La tempête qui s'avance sur l'Estrie ne prendra pas au dépourvu les organisateurs du Grand Prix de Valcourt (GPV). « On est bien parés », assure la directrice générale de l'événement, Anne-Marie Lemay.
Déjà, ceux des alentours qui possèdent des machines de types déneigeuses ont été appelés en grand renfort.
« La seule différence, c'est que c'est plus de travail pour les bénévoles. On a aussi déjà demandé à ceux qui ont ce genre de machinerie un coup de main pour déneiger le matin ou même pendant la nuit », explique-t-elle.
Le GPV fera face à une température quasi-exceptionnelle. « En 32 ans, c'est arrivé juste une fois d'avoir autant de neige », affirment les bénévoles d'expérience, Jean-Claude Bernier et Clément Beauchemin.
Marie-Pier Lemay s'en souvient aussi. « Il y a sept ans, on avait eu des pieds de neige et ça s'était très bien passé », fait-elle valoir, ajoutant que les pistes seront en constante amélioration durant la journée.

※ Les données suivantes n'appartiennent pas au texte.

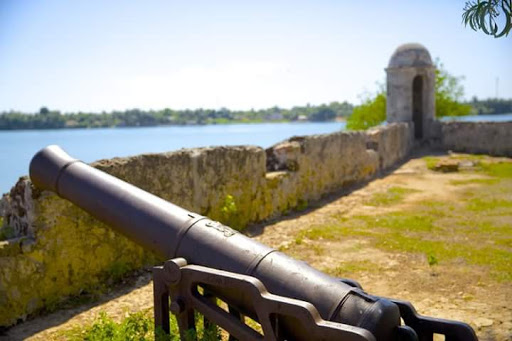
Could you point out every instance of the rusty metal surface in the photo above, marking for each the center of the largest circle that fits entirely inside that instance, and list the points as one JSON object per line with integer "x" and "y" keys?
{"x": 281, "y": 318}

Les amateurs les plus frileux devront toutefois se contente des estrades extérieures, puisque les loges sont comblées depuis plus d'un mois. « On a une excellente capacité à l'extérieur », insiste-t-elle.
Dur sur la visibilité
De la poudrerie dans les estrades, c'est une chose, mais le défi reste encore plus grand pour les coureurs.
Hier, Dave et Donovan Asselin trouvaient déjà la visibilité difficile sur la piste de snocross. « Ce n'est pas l'idéal encore », avouait Dave. La tempête ne semble pourtant pas leur faire peur, eux qui comblent deux des trois premières positions des classes Pro Open et Pro Open 2.